Stephen E. Arnold: Replicant Hopes to Free Mobile from the Tyranny of Proprietary Software

BTS (Base Transciever Station), Design, Innovation, Mobile, Software, Spectrum
Stephen E. Arnold
Stephen E. Arnold

Replicant Hopes to Free Mobile from the Tyranny of Proprietary Software

August 27, 2013

Citing freedom and security concerns, the makers of Replicant are calling for donations, we learn from “Fundraising a Fully Free Fork of Android” at Boing Boing. The project hopes to give us all the choice to run our Android-based mobile devices entirely upon free software.

But wait, you ask, isn’t Android is already open source? Well, most of it, but a few “key non-free parts” keep our Android devices tethered to proprietary programs. Such parts, they say, include the layer that communicates with hardware; yes, that would be pretty important.

Also of concern to Replicant developers are the pre-loaded applications that some of us call “bloatware,” but upon which many users have come to rely. The team plans to develop free software that provides the same functionality. (I hope they also include the option to delete applications without them returning uninvited. That would be a nice change.) Furthermore, they have set up rival to the Google Play store, their app repository called F-Droid. That repository, the article notes, works with all Android-based systems.

The write-up summarizes:

“Mobile operating systems distributed by Apple, Microsoft, and Google all require you to use proprietary software. Even one such program in a phone’s application space is enough to threaten our freedom and security — it only takes one open backdoor to gain access. We are proud to support the Replicant project to help users escape the proprietary restrictions imposed by the current major smartphone vendors. There will still be problems remaining to solve, like the proprietary radio firmware and the common practice of locking down phones, but Replicant is a major part of the solution.”

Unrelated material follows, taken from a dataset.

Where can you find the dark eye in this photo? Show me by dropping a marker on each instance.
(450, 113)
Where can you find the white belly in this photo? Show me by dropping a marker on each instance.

Replicant is underpinned by copyrighted software that has been released under an assortment of free licenses, which their site links to here. This is an interesting initiative, and we have a couple of questions should it be successful: Will Google’s mobile search revenues come under increased pressure? What happens if Samsung or the Chinese mobile manufacturers jump on this variant of Android? We shall see.